In a previous editorial (HI 18.3, May/June 2010) I expressed the hope that once we quantified the scale of our current fiscal difficulties the only way to go was up. Well, now we know—c. €50 billion to bail out the banks and cuts of c. €15 billion in government spending over the next four years—and I’m not so sure. How will it be possible to take that much spending out of the economy and not kill it stone dead? And for what? To keep international money markets happy? They have been singularly unimpressed by our efforts so far, with the country having to continue to borrow at premium rates. But, as Prof.
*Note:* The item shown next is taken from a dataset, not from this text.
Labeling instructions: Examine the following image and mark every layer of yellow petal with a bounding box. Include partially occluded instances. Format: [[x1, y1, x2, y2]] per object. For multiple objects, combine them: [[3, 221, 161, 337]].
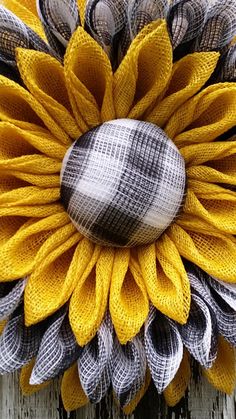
[[0, 122, 66, 161], [0, 170, 60, 188], [114, 20, 172, 120], [16, 49, 81, 140], [0, 319, 7, 335], [20, 359, 50, 396], [0, 212, 70, 281], [182, 189, 236, 235], [24, 225, 82, 325], [109, 249, 149, 344], [138, 234, 190, 324], [0, 186, 59, 207], [147, 51, 219, 127], [164, 351, 191, 407], [64, 26, 114, 129], [203, 337, 236, 394], [0, 203, 63, 218], [169, 224, 236, 282], [0, 76, 70, 144], [122, 371, 151, 415], [165, 83, 236, 146], [61, 363, 88, 412], [69, 244, 114, 346]]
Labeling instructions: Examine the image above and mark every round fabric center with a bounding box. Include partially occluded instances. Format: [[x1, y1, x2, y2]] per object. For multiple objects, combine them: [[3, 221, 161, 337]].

Louis Cullen points out in this issue (pp 10–13), Irish politicians’ obsession with the country’s financial good name may be misplaced: ‘investors, always in need of borrowers, have short memories’. He also highlights the tendency of bankers in crisis to play up unscrupulously the vulnerability of the financial system as a means of getting the State (i.e. the taxpayer) to foot the bill.
To justify the imminent hairshirt, some commentators have cited positively the example of Ray Mac(‘the knife’)Sharry’s cutbacks of the 1980s, which, they argue, eventually paved the way for the Celtic Tiger. But they neglect to mention other factors, such as the doubling of EU structural funds, a surge of foreign (mainly US) investment in anticipation of the Single European Market, and the collapse of the bipolar world, which opened up new markets and massively expanded global trade. None of these factors are now in play . . . but we can always hope—like Mr Micawber—that ‘something will turn up’.
It may be difficult for readers under, say, 40 to appreciate this, but we’ve been here before—albeit not on the same scale—not just once but several times, in an apparently endless cycle of boom and bust. Are we fated to run on this treadmill forever? Albert Einstein once defined insanity as doing the same thing over and over again and expecting different results. He also observed that the difference between stupidity and genius is that genius has its limits.